All patients underwent the coronary angiography. None of Group B patients showed significant coronary artery stenosis (>70%). In baseline conditions left ventricular wall motion and LAD coronary blood flow velocity (CBFV) were also evaluated. The following CBFV parameters were measured: maximal diastolic velocity (MaxDV), mean diastolic velocity (MnDV), maximal systolic velocity (MaxSV), mean systolic velocity (MnSV). The ratios of dipyridamole to rest maximal and to mean to diastolic velocities (MaxDV-Dip/Max DV-rest; MnDv-Dip/MnDV-rest) were measured as indexes of CBFR.
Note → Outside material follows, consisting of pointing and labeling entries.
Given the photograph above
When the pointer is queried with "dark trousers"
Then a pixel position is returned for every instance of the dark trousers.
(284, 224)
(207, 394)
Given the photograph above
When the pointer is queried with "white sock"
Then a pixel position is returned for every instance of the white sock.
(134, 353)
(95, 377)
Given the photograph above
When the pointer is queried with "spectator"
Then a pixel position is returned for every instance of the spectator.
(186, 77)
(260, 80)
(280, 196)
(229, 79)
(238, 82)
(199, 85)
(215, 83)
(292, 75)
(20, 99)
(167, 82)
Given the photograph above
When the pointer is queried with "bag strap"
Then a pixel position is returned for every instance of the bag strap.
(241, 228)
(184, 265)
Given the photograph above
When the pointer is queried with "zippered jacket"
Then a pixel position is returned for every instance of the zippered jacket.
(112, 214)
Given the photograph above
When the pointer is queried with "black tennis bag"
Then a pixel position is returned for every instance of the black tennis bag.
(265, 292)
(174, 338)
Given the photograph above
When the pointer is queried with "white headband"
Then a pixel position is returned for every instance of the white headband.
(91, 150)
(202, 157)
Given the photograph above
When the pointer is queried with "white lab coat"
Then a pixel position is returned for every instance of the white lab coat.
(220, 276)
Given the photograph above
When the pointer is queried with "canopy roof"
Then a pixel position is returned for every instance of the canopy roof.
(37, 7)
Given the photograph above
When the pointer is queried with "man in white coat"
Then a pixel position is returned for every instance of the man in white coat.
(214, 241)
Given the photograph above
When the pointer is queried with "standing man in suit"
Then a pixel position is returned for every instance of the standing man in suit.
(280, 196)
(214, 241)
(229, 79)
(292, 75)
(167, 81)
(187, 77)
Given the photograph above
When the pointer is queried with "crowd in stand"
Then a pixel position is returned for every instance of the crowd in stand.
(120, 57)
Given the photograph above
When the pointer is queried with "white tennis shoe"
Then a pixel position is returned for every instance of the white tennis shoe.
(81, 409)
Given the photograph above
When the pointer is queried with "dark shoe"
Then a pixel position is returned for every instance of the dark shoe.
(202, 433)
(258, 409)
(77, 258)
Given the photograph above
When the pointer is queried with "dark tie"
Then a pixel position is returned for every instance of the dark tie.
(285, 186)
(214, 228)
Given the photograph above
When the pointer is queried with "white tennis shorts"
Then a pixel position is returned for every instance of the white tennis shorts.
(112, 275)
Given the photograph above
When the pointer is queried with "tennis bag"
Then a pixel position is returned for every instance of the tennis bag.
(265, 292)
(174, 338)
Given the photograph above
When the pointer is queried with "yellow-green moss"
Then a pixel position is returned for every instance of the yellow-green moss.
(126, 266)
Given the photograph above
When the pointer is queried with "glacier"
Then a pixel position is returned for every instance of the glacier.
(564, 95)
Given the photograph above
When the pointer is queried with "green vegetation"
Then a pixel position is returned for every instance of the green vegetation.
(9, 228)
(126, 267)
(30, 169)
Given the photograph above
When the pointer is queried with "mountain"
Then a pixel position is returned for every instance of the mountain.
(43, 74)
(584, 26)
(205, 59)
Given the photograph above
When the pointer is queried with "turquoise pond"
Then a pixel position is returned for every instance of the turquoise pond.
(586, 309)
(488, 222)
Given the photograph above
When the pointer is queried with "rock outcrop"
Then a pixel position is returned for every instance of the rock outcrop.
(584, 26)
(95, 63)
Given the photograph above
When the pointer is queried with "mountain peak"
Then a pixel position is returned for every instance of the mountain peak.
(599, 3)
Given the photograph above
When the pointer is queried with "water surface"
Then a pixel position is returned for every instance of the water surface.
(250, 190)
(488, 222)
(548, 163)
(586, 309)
No side effects were observed and the test could be completed in all patients (feasibility 100%). Wall motion analysis was adequate in all patients (feasibility 100%). Comparison between wall motion analysis was obtained and angiographic findings showed that the overall sensitivity and specificity of TEE were 84% and 93% respectively. Sensitivity for one, two and three vessel disease was 60%, 70% and 100%, respectively. LAD CBFV was adequately recorded in 85% of patients. CBFR parameters showed a significant difference between the two groups (Max DV-Dip/Max DV-rest; 1.67±0.7 vs. 2.73±0.6,P<0.001); comparison between Group B patients and those of Group A with angiographically documented LAD stenosis showed a statistically significant difference in CBFR parameters (MaxDV-Dip/MnDV-rest, 2.73±0.6 vs. 1.65±0.7,P<0.001, MnDV-Dip/MnDV-rest, 2.56±0.5 vs. 1.69±0.6 P<0.001). We conclude that transesophageal stress echocardiography is a useful method to study CAD and that it is possible to assess both morphologic and pathophysiologic information during a single examination.